After a couple of false starts (thankfully, on the small street leading to and away from my house), I am happy to announce that I am getting the hang of driving on the right again, just as I was becoming thoroughly accustomed to left-side driving in Japan. It is easy enough, in theory at least; simply position yourself on the side of the road opposite to the side that the steering wheel is on, and you’re good to go. Needless to say, that doesn’t work for motorcycles or home-market cars imported from England or Japan, but that is another problem for another day, I suppose.

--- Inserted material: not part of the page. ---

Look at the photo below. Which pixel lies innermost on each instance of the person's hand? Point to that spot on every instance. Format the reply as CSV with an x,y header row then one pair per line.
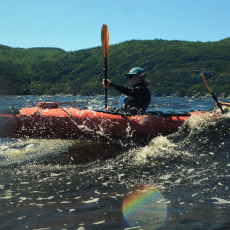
x,y
106,85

So, barely a week after arriving in North America from Tokyo, I found myself once again on the road, this time en route from Prince Edward Island to Nashville, TN, via the Eastern Seaboard. The trunk of my Civic looked a bit bare, occupied by only two carry-on bags, a small grocery sack of snacks and drinks, and a pair of lawn chairs destined for Stanfest 2010, Eastern Canada’s premier folk music festival. We sat on plastic tarps on the ground at last year’s rain-drenched Stanfest, and promised our posteriori that we would upgrade to folding chairs in the future.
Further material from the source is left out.